$1 \ mol$ $N_2$ and $3 \ mol$ $H_2$ are taken in a $4 \ L$ closed vessel at a constant temperature. The reaction is $N_{2(g)} + 3H_{2(g)} \rightleftharpoons 2NH_{3(g)}$. If $0.25\%$ of $N_2$ is converted into ammonia,calculate $K_c$ for this reaction and the $K_c'$ for the reaction $\frac{1}{2}N_{2(g)} + \frac{3}{2}H_{2(g)} \rightleftharpoons NH_{3(g)}$.

(N/A) Initial moles: $[N_2] = 1 \ mol$,$[H_2] = 3 \ mol$,$V = 4 \ L$.
$0.25\%$ of $N_2$ reacts: $n(N_2)_{reacted} = 1 \times 0.0025 = 0.0025 \ mol$.
Reaction: $N_{2(g)} + 3H_{2(g)} \rightleftharpoons 2NH_{3(g)}$.

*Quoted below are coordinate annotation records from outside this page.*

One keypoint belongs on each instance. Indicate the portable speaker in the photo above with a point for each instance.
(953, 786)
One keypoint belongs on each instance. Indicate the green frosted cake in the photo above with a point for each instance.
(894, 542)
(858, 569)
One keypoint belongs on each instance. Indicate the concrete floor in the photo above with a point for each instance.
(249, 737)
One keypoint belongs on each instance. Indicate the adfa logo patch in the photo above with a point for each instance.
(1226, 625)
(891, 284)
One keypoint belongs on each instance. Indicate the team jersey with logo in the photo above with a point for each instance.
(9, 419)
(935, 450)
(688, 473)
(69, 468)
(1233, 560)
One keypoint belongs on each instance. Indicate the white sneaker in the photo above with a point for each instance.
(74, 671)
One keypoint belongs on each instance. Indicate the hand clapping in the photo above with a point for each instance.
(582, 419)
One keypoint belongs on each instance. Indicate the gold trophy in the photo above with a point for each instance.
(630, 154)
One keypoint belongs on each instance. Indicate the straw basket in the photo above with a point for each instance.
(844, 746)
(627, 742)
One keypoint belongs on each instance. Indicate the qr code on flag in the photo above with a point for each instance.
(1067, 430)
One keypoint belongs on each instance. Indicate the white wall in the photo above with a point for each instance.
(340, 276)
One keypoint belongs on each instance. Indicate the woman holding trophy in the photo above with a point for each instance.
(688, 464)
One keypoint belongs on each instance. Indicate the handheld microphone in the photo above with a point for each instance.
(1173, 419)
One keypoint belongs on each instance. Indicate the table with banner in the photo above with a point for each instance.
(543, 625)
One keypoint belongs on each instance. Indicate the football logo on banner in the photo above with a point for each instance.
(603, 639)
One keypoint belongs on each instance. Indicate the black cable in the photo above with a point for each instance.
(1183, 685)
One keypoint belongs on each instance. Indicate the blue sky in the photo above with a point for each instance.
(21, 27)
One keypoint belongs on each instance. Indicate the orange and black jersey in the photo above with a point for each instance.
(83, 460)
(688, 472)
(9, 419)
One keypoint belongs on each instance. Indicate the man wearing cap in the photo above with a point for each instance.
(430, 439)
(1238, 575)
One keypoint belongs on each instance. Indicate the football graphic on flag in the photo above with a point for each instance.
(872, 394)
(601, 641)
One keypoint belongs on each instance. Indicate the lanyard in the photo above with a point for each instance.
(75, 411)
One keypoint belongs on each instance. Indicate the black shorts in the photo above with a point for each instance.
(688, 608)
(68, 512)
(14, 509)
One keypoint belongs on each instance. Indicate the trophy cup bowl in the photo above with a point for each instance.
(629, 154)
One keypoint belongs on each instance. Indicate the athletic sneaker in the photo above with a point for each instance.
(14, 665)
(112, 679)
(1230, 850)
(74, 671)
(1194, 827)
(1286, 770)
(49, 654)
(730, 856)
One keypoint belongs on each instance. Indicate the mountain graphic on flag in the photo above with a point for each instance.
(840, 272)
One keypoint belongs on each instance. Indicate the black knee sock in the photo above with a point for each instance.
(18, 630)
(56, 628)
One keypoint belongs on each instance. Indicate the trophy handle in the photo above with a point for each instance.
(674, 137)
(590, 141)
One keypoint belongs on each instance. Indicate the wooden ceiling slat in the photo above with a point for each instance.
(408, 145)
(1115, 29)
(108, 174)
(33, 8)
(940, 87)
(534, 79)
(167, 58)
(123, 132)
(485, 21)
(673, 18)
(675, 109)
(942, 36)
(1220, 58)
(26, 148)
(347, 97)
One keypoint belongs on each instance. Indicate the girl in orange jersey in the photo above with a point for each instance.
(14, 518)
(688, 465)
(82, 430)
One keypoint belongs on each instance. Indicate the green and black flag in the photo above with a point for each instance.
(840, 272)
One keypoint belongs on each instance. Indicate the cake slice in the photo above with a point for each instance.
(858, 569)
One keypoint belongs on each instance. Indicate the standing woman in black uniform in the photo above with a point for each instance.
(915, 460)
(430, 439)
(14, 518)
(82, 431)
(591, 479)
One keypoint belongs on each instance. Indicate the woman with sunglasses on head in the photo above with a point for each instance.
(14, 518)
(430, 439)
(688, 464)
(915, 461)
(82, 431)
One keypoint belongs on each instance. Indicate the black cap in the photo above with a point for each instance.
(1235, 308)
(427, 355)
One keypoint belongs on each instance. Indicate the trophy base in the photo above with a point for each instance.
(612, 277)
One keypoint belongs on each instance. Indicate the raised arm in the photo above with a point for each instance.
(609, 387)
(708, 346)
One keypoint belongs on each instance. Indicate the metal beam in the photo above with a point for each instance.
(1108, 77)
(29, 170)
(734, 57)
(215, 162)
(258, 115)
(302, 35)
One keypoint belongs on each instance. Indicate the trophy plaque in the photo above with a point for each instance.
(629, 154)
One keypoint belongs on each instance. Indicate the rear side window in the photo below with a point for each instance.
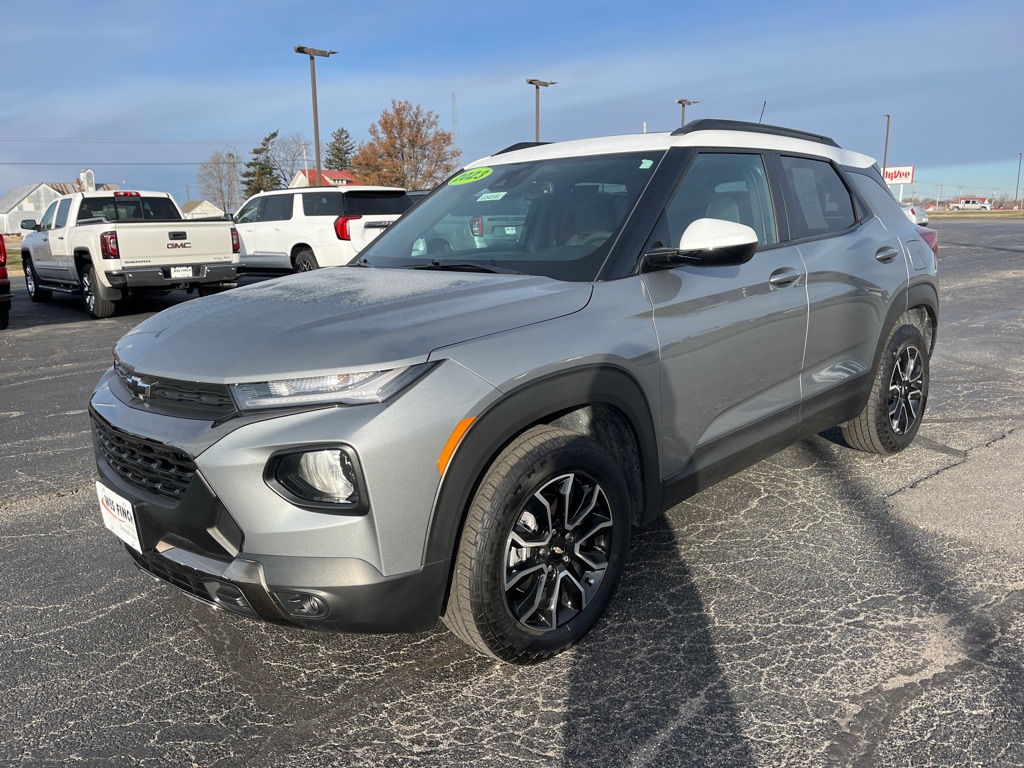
(819, 204)
(276, 208)
(128, 209)
(377, 203)
(323, 204)
(882, 202)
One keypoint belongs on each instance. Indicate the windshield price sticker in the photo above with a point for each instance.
(119, 516)
(469, 177)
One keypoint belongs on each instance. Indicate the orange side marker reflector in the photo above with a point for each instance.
(453, 441)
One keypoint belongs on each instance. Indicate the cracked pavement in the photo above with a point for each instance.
(824, 607)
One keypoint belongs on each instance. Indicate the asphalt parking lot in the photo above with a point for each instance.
(822, 608)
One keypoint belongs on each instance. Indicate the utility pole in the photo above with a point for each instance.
(312, 80)
(1018, 184)
(684, 102)
(538, 84)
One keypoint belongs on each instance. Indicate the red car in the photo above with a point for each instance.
(4, 287)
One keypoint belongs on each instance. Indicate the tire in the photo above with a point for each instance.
(527, 585)
(304, 261)
(894, 411)
(95, 305)
(36, 293)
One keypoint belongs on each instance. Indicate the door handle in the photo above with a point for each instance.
(886, 254)
(784, 276)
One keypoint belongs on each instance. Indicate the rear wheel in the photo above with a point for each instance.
(32, 283)
(894, 412)
(543, 547)
(305, 261)
(95, 305)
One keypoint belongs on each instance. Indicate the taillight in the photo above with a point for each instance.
(341, 226)
(109, 246)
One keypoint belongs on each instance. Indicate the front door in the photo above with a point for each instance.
(731, 338)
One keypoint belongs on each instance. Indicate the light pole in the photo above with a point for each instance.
(684, 102)
(1018, 184)
(312, 52)
(885, 153)
(538, 84)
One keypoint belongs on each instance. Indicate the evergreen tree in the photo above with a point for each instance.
(260, 173)
(339, 152)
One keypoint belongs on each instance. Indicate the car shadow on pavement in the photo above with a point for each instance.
(948, 600)
(646, 687)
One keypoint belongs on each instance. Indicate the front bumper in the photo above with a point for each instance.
(160, 276)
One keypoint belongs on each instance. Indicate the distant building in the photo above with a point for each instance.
(331, 178)
(31, 201)
(200, 209)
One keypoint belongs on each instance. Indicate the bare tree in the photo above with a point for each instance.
(218, 180)
(407, 148)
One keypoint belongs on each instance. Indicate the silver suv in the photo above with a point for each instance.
(468, 427)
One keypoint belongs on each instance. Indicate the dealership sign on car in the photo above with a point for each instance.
(899, 174)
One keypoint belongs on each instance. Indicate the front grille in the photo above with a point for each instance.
(189, 397)
(144, 464)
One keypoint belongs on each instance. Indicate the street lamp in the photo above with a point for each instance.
(684, 102)
(312, 52)
(538, 84)
(885, 153)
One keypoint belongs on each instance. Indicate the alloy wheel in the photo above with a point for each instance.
(557, 552)
(906, 390)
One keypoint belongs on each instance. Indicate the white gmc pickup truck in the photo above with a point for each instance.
(107, 246)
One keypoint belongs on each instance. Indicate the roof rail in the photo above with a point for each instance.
(522, 145)
(738, 125)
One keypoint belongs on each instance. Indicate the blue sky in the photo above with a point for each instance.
(142, 92)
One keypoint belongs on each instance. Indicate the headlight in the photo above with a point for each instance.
(350, 389)
(323, 478)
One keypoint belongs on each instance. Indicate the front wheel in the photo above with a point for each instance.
(95, 305)
(894, 411)
(36, 293)
(542, 549)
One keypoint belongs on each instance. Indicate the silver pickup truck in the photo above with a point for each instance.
(107, 246)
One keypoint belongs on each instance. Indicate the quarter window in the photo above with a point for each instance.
(62, 208)
(48, 216)
(819, 204)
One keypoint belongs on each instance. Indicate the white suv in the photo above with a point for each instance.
(309, 227)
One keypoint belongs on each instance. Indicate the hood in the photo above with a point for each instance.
(338, 318)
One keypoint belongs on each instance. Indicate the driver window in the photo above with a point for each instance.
(722, 185)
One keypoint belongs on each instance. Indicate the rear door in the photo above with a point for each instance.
(273, 233)
(370, 212)
(855, 265)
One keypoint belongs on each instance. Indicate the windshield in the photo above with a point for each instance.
(552, 217)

At equilibrium: $[N_2] = (1 - 0.0025)/4 = 0.249375 \ M$,$[H_2] = (3 - 3 \times 0.0025)/4 = 0.748125 \ M$,$[NH_3] = (2 \times 0.0025)/4 = 0.00125 \ M$.
$K_c = \frac{[NH_3]^2}{[N_2][H_2]^3} = \frac{(0.00125)^2}{(0.249375)(0.748125)^3} \approx 1.49 \times 10^{-5} \ (mol \ L^{-1})^{-2}$.
For the second reaction,$K_c' = \sqrt{K_c} = \sqrt{1.49 \times 10^{-5}} \approx 3.86 \times 10^{-3} \ (mol \ L^{-1})^{-1}$.